I build clean-room public artifacts for reproducible AI evaluation, auditability, and human-reviewed system design.
I build reproducible AI governance benchmarks for agentic systems, with a focus on authority boundaries, tool-use safety, human sovereignty, and whether AI assistance strengthens or weakens human judgment.
Most of my production research is private. This GitHub contains clean-room, educational, and redacted artifacts that show my methods without exposing proprietary systems, private schemas, private logs, private records, or production architecture.
My goal with these repos is simple: make AI governance claims inspectable instead of just aspirational.

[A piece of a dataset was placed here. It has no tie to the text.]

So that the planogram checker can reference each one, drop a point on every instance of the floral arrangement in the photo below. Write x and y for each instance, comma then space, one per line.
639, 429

The clearest path through my public work is:
- Public AI Governance Portfolio — the short map connecting the public research arc.
- Case Study: AI Governance Benchmarks — how I turned an abstract governance idea into a bounded, runnable, tested artifact.
- Evaluation Stack Overview — the two-layer stack: agent boundary safety and human sovereignty.
- AI Governance Benchmarks — synthetic inputs, governance scorer, reproducible report, and tests.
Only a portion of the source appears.